A dança estava apenas começando, e somente um dos sete véus da ilusão havia caído, em Garapuá, no início do ano de 2003. Daí em diante, eu já não me empolgava como antes, quando Davi falava em “nossa casinha” ou fazia planos de casamento. Mesmo assim, eu acreditava que se tratava de uma crise passageira no nosso namoro. Afinal, eram muitas as expectativas, de ambos os lados, que havia em torno da viagem a Londres; portanto, as frustrações também deveriam ser compreensíveis.

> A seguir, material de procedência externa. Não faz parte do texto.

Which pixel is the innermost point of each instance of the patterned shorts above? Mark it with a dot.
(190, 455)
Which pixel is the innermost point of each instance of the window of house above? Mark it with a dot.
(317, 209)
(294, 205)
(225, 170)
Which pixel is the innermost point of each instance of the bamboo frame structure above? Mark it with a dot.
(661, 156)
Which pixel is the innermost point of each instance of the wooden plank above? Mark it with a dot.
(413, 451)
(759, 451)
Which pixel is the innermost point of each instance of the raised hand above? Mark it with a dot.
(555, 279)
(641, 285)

As revistas femininas anunciavam um ano regido por Vênus, o planeta do amor. O horóscopo da Cláudia, para o meu signo, dizia:

“De janeiro a abril, o período é propício ao isolamento e à introspecção. Você vai se sentir bem em casa ou com amigos íntimos. O importante é não levar tudo a sério demais e diminuir as expectativas da vida amorosa. Entre junho e setembro, com a insatisfação amenizada, você estará mais fortalecida e confiante. Para manter esse clima, evite discussões e procure conservar a calma. A partir de outubro, os bons aspectos de Vênus e Urano trazem a solução dos impasses. Você ampliará sua percepção, verá com outros olhos o parceiro e se sentirá muito mais livre para amar sem barreiras. Cultive: o pragmatismo, com atitudes e palavras otimistas, que encorajem a autonomia do parceiro. Evite: a nostalgia. Ter algumas cicatrizes no coração é inevitável. Cabe a você escolher revisitá-las ou seguir em frente”.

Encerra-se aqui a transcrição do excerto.